In this module, we show application of different tools for differential analysis to count data from RNA-sequencing.

Let’s start by writing wrapper functions for each tool. This is useful so as to have a go-to place where to be reminded of the sequences of commands needed to run a given tool.

print(run_deseq)
## function(eset, class_id, control, treatment)
## {
##   ## require(DESeq2)
##   control_inds <- which(pData(eset)[, class_id] == control)
##   treatment_inds <- which(pData(eset)[, class_id] == treatment)
##   eset.compare <- eset[, c(control_inds, treatment_inds)]
## 
##   ## make deseq2 compliant dataset
##   colData <- data.frame(condition=as.character(pData(eset.compare)[, class_id]))
##   dds <- DESeqDataSetFromMatrix(exprs(eset.compare), colData, formula( ~ condition))
## 
##   ## set reference to control, otherwise default is alphabetical order
##   dds$condition <- factor(dds$condition, levels=c(control,treatment))
## 
##   ## run deseq2
##   ## 3 steps:
##   ##   1. estimate size factors
##   ##   2. estimate dispersion
##   ##   3. negative binomial GLM fitting and wald test
##   dds_res <- DESeq(dds)
##   res <- results(dds_res)
##   res$dispersion <- dispersions(dds_res)
##   return(res)
## }
## <environment: namespace:BS831>
print(run_edgeR)
## function(eset, class_id, control, treatment)
## {
##   ##library(edgeR)
##   control_inds <- which(pData(eset)[, class_id] == control)
##   treatment_inds <- which(pData(eset)[, class_id] == treatment)
## 
##   ## make edgeR compliant dataset
##   eset.compare <- eset[, c(control_inds, treatment_inds)]
##   condition <- as.character(pData(eset.compare)[, class_id])
## 
##   ## run edgeR
##   y <- DGEList(counts=exprs(eset.compare), group = condition)
##   y <- calcNormFactors(y)
##   y <- estimateGLMCommonDisp(y)
##   y <- estimateGLMTrendedDisp(y)
##   y <- estimateGLMTagwiseDisp(y)
##   et <- exactTest(y)
##   res <- topTags(et, n = nrow(eset.compare),  sort.by = "none")
##   return(res)
## }
## <environment: namespace:BS831>
print(run_limma)
## function(eset, class_id, control, treatment)
## {
##   control_inds <- which(pData(eset)[, class_id] == control)
##   treatment_inds <- which(pData(eset)[, class_id] == treatment)
## 
##   eset.compare <- eset[, c(control_inds, treatment_inds)]
##   condition <- as.character(pData(eset.compare)[, class_id])
##   colData <- data.frame(condition=as.character(pData(eset.compare)[, class_id]))
## 
##   design <- model.matrix(~ 0 + factor(condition))
##   colnames(design) <- levels( factor(condition))
##   fit <- lmFit(eset.compare, design)
##   command_str <- paste("makeContrasts(",
##                        "(", treatment , "-", control, ")",
##                        ",levels = design)", sep = "")
## 
##   contrast.matrix <- eval(parse(text=command_str))
##   fit2 <- contrasts.fit(fit, contrast.matrix)
##   fit2 <- eBayes(fit2)
##   res <- topTable(fit2, coef=1, adjust="BH", sort.by = "none", number=Inf)
##   return(res)
## }
## <environment: namespace:BS831>

Loading zebrafish count data into expression set

data(zebrafish_htseq_raw_counts_eSet)
data(zebrafish_cufflinks_counts_fpkm_eSet)

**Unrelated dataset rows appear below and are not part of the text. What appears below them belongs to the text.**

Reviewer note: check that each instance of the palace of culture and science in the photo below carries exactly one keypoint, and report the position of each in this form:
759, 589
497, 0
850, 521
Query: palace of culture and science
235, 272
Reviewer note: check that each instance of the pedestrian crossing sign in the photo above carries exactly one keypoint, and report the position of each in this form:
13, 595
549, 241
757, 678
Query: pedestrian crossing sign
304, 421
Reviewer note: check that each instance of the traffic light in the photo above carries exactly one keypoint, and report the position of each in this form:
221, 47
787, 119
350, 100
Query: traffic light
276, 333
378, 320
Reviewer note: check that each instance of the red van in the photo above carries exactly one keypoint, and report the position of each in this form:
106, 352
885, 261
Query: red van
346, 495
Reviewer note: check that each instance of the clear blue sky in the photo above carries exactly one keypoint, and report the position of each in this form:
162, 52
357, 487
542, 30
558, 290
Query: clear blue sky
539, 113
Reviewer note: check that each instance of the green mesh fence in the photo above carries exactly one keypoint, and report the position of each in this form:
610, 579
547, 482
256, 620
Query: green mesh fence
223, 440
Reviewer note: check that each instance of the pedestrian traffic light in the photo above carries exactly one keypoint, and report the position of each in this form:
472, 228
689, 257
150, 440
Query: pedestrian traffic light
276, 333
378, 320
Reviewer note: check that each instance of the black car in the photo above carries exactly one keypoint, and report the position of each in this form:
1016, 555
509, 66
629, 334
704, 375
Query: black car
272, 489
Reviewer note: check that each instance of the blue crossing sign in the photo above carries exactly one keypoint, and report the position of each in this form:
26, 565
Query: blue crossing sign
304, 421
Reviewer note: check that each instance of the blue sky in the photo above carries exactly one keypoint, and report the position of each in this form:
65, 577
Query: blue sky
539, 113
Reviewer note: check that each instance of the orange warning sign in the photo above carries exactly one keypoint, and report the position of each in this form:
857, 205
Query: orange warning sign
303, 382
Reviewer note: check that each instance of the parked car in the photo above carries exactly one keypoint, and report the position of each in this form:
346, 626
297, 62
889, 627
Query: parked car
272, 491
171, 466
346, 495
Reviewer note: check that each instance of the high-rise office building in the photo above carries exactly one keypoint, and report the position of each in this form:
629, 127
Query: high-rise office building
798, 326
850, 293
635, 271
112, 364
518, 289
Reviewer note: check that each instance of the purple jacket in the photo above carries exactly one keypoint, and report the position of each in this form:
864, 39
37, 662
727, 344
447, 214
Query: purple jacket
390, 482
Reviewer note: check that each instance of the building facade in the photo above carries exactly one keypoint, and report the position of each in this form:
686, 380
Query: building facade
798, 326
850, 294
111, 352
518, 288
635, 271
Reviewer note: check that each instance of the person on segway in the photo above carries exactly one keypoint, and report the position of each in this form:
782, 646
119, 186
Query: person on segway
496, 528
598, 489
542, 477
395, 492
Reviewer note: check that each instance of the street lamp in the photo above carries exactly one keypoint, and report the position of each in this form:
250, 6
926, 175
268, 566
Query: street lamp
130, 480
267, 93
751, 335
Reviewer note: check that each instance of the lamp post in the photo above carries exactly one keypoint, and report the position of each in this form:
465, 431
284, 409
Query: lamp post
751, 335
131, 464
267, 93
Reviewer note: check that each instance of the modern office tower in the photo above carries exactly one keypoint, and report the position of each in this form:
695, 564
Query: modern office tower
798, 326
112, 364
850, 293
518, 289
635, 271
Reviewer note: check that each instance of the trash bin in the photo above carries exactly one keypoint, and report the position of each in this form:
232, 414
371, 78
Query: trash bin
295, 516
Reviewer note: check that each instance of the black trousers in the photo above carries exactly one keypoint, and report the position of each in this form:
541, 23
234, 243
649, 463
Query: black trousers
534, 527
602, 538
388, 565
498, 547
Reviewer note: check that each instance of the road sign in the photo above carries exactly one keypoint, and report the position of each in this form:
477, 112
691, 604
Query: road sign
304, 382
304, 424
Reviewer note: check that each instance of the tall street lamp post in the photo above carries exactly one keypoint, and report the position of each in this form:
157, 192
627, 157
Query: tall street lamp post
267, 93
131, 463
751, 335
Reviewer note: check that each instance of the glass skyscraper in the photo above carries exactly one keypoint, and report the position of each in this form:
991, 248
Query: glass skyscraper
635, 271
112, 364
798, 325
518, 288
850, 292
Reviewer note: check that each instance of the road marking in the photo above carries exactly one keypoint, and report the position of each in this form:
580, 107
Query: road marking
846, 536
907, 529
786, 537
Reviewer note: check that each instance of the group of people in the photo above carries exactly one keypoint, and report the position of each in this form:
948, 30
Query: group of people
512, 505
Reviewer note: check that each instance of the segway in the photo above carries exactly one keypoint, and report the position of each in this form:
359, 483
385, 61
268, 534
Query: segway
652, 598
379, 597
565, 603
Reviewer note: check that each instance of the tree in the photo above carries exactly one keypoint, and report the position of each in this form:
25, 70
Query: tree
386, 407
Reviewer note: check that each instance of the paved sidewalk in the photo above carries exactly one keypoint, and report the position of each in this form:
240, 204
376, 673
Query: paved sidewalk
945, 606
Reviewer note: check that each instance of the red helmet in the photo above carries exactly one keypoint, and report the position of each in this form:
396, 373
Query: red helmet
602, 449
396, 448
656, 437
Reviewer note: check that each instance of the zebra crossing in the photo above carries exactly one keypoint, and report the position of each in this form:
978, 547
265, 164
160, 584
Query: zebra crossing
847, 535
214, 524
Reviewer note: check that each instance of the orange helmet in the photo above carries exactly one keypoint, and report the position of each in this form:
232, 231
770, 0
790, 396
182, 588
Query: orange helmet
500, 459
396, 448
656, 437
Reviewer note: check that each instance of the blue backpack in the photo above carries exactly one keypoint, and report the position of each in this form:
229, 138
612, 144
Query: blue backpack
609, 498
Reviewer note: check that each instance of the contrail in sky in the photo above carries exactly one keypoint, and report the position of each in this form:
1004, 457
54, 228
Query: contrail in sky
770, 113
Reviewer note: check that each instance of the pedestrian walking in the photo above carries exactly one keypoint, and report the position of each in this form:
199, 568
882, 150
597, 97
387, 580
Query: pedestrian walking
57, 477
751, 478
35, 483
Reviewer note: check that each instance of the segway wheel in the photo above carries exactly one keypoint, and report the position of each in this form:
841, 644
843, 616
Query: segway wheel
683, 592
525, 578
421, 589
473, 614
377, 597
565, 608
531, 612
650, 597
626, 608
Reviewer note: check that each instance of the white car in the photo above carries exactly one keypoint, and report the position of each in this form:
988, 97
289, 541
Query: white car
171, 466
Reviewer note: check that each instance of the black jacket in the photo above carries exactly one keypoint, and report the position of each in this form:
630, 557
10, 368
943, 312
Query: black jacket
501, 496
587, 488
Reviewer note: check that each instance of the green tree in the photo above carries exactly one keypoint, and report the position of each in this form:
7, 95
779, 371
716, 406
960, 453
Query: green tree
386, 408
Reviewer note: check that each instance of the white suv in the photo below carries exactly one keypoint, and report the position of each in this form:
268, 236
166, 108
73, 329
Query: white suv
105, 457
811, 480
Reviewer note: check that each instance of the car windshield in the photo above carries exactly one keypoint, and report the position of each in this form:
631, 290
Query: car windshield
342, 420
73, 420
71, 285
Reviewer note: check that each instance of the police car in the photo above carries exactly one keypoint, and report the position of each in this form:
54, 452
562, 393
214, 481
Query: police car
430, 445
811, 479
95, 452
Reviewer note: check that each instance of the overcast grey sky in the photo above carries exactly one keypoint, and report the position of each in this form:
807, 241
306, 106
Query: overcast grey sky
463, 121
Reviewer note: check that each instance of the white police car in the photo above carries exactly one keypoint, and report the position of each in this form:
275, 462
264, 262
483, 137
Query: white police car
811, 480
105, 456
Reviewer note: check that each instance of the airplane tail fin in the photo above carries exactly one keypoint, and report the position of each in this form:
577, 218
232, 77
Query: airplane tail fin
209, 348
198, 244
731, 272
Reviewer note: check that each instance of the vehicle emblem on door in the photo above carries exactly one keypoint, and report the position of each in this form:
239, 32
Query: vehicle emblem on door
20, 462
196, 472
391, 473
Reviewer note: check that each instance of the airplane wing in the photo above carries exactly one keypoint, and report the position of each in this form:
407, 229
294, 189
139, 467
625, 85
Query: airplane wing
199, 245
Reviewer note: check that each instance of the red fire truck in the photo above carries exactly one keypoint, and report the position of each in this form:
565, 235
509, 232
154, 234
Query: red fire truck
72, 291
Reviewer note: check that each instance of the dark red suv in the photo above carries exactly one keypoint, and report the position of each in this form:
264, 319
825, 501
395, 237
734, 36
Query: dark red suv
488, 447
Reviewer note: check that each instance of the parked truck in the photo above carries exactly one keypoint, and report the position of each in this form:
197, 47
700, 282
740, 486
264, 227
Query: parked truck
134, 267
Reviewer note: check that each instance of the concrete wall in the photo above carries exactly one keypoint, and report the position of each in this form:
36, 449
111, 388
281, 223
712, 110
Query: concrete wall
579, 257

## see script code/createDatasets/createZebra.R for how these datasets were processed
esetRaw <- zebrafish_htseq_raw_counts_eSet
esetFPKM <- zebrafish_cufflinks_counts_fpkm_eSet

## make sure esets are matched
if ( any(featureNames(esetRaw)!=featureNames(esetFPKM)) ) stop( "featureNames(esetRaw)!=featureNames(esetFPKM)" )
if ( any(sampleNames(esetRaw)!=sampleNames(esetFPKM)) ) stop( "sampleNames(esetRaw)!=sampleNames(esetFPKM)" )

## DMSO vs pregnemolone (PN) in both control samples and samples injected with MO
## ..(morpholino antisense oligonucleotides)

Reduce number of hypothesis to test

## remove those genes without at least 1 read per million in at least 'n' samples
## n = least amount of samples in a condition (4 in this dataset)

removeLowExpression <- function(eset, class_id)
{
  groups <- pData(eset)[,class_id]
  min.samples <- min( sapply(levels(groups), function(x){length(which(groups %in% x))}) )
  rpm <- colSums(exprs(eset))/1000000
  filter_ind <- t(apply(exprs(eset), 1,function(x) {x >rpm}))
  filter_ind_rowsums <- apply(filter_ind, 1, sum)
  return(eset[filter_ind_rowsums > min.samples,])
}
esetRaw1 <- removeLowExpression(eset=esetRaw, class_id = "Group")
esetFPKM1 <- esetFPKM[featureNames(esetRaw1),]

Running DEseq2, edgeR2, limma for differential expression analysis

## see wrappers at code/diffanalWrappers.R

## run deseq2
res_deseq2 <- run_deseq(eset=esetRaw1, class_id="Group", control="Ctrl_DMSO", treatment="Ctrl_PN")

## run edgeR htseq counts
res_edgeR <- run_edgeR(eset=esetRaw1, class_id="Group", control="Ctrl_DMSO", treatment="Ctrl_PN")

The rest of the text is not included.